Philip Hanson
It is too difficult a Grace
OPENING RECEPTION: FRIDAY, FEBRUARY 26, 6-8 PM
POETRY READING WITH ANSELM BERRIGAN AND JOHN YAU
THURSDAY, MARCH 10, 6:30 PM
Utilizing a bold palette of color and the structure of the letters themselves, Hanson
reinvents the language through its shape and therefore impacts its meaning as well.

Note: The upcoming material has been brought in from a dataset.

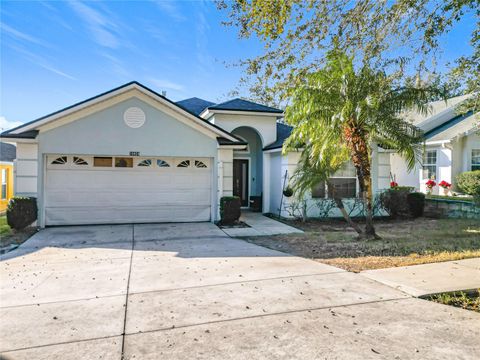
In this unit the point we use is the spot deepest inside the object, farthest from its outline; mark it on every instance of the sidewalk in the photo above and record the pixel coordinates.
(259, 225)
(426, 279)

Hanson’s adoption of this close, line by line analysis of a poem was greatly influenced
by his relationship with the New Criticism movement that proliferated mid-century
literary criticism while he was studying poetry at the University of Chicago. His
practice of diagrammatically breaking down and redeploying a poem across a network
of illuminated supports add to, rather than appropriate from, the poetry that inspires
them.
Hanson’s work is fueled by what curator Michael Rooks refers to as the “New Sincerity
ethos...a paradigm in which the pursuit of grand universal truths, like the virtues of
love, are conditioned by an innate skepticism. An ethos that searches for a truth that
it never expects to find.” The excerpts from poems such as Blake’s “The Sick Rose” and
Dickinson’s “I am nobody! Who are you?” possess this sincerity and fortitude of these
universal truths that have resonated over generations, and which Hanson is able to
externalize so aptly in his paintings.
Hanson has actively exhibited his work both nationally and internationally since the late 1960s. His work has been featured in numerous group exhibitions, including the 2014 Whitney Biennial, curated by Michelle Grabner; Chicago Imagists, Karma International, Zurich, (2013); and Art in Chicago, 1945-1995, Museum of Contemporary Art, Chicago (1996). Prior to this, Hanson showed with the Chicago Imagists in exhibitions such as the seminal False Image at the Hyde Park Art Center (1968), as well as the Museum of Contemporary Art, Chicago (1969 and 1972); the Institute of Contemporary Art, Philadelphia (1969); and the Sao Paulo Biennale (1973). His work is in the permanent collections of the Museum of Contemporary Art, Chicago, the Art Institute of Chicago, the National Museum of American Art, Washington, DC, and the Museum des 20 Jahrhunderts, Vienna. Hanson (b. 1943) received his BA from the University of Chicago and an MFA from The School of the Art Institute of Chicago. He currently lives and works in Chicago, Illinois.